From droughts, to rising equipment costs and declining prices, Guernsey says farmers have weathered many storms. While he believes President Donald Trump wants to help farmers, he says recent tariffs could be the last straw.
“I may very well be the last generation of my family to farm," said Guernsey.
Guernsey - a former GOP state lawmaker who supported Trump in the 2016 election - is on Capitol Hill calling on policy-makers to settle these diplomatic disputes.
Recently the Trump administration announced tariffs on steel and aluminum, saying they want to stop unfair trade deals. That led to retaliation from China, Canada, Mexico and the EU.
“The President is not wrong whenever he says that the trading roles are skewed against the United States," said Arkansas Republican Senator Tom Cotton.
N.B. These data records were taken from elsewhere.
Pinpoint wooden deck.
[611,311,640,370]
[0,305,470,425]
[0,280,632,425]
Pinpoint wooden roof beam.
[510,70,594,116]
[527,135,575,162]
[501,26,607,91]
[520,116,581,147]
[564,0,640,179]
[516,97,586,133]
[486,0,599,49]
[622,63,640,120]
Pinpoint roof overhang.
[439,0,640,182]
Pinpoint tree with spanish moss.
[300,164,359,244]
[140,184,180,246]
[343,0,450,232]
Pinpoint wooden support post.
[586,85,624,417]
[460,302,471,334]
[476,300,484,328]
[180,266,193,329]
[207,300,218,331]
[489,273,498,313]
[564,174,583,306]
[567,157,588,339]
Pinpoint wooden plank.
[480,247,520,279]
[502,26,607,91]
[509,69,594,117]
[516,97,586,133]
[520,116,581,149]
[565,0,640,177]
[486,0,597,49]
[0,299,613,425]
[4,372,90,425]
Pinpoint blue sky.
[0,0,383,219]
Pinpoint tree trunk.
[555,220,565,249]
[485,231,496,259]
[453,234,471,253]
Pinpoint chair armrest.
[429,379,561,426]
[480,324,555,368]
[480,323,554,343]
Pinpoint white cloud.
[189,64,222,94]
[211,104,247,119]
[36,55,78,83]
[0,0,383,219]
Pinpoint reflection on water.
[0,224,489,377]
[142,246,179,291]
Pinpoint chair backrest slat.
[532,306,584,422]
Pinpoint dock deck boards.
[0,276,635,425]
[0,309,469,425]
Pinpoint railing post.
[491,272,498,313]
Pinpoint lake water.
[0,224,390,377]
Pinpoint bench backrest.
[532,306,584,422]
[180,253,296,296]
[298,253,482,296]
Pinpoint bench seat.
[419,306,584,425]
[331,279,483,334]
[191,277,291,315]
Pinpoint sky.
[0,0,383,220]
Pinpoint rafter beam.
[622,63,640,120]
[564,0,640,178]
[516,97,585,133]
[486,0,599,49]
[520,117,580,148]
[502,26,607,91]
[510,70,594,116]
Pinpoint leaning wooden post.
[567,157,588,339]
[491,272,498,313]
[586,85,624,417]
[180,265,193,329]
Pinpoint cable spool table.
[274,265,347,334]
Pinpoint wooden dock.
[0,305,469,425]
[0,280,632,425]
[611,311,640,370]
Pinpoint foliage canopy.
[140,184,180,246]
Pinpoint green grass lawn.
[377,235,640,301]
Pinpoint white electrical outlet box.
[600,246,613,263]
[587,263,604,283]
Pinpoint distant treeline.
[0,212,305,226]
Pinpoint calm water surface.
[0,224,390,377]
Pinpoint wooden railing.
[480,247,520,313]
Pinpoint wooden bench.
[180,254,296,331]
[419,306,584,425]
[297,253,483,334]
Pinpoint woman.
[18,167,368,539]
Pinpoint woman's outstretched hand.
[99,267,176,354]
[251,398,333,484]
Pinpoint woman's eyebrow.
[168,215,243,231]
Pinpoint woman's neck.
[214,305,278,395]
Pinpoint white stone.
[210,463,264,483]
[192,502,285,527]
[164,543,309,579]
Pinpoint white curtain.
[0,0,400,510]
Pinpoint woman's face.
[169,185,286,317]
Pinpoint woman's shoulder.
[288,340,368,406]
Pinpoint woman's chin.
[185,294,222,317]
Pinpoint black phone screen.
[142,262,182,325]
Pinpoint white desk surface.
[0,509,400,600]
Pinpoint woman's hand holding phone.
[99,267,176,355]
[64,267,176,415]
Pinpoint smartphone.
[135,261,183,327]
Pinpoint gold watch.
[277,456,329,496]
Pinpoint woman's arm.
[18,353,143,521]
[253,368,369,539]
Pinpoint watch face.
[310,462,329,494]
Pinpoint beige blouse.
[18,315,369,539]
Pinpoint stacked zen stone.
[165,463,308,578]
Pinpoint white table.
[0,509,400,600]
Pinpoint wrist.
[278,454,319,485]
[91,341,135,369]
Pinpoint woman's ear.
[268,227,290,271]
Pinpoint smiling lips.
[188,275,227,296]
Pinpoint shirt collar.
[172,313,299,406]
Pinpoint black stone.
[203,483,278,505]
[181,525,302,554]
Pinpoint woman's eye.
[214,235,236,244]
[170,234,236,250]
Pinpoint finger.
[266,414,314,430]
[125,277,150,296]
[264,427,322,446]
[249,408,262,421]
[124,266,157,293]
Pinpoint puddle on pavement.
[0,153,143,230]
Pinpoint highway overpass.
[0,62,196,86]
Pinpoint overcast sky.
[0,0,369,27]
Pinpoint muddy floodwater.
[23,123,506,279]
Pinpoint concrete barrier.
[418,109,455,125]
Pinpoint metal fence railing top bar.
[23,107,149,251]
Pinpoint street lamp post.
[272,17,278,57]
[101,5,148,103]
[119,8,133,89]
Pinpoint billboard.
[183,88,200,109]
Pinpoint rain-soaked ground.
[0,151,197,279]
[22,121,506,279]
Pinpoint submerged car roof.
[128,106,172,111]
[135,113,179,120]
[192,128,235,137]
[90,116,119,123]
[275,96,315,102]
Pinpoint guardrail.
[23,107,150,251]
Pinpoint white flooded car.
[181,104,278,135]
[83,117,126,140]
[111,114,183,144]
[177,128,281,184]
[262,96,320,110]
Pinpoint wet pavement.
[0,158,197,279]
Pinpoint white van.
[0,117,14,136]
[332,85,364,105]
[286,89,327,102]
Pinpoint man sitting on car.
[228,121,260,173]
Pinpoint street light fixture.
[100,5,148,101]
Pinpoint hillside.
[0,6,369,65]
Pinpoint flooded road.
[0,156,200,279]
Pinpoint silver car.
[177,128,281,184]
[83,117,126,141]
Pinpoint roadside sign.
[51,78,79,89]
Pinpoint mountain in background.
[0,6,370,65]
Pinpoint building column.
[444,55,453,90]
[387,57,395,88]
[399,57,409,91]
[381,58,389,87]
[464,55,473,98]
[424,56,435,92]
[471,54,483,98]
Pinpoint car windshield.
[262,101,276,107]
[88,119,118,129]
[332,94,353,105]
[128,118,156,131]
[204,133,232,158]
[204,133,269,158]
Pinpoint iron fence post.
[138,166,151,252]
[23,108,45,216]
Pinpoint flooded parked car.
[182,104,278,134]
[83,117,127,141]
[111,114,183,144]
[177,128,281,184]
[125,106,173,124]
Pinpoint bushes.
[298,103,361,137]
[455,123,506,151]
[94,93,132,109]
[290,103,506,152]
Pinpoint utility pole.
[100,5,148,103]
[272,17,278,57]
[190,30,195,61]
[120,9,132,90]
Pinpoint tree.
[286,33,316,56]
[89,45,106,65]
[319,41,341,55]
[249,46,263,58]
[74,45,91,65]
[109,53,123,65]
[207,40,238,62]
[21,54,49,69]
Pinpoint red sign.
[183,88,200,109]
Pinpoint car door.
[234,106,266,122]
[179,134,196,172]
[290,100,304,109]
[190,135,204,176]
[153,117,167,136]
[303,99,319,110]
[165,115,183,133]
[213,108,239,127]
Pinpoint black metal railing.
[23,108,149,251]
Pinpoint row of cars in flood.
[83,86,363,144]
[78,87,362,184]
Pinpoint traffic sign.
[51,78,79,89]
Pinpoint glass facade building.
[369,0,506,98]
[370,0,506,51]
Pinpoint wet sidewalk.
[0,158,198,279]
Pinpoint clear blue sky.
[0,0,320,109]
Cotton points out the White House has promised a plan to provide relief to farmers caught in the cross-fire of a trade war.
But the details of that long-promised plan have yet to emerge. Meantime, farmers in the region are feeling the pain.
“I do worry about the impact that it has on some of our Arkansas businesses, our farmers, our ranchers, our foresters,” said Cotton.
And more pain may be coming - new tariffs from Canada take effect July 1st.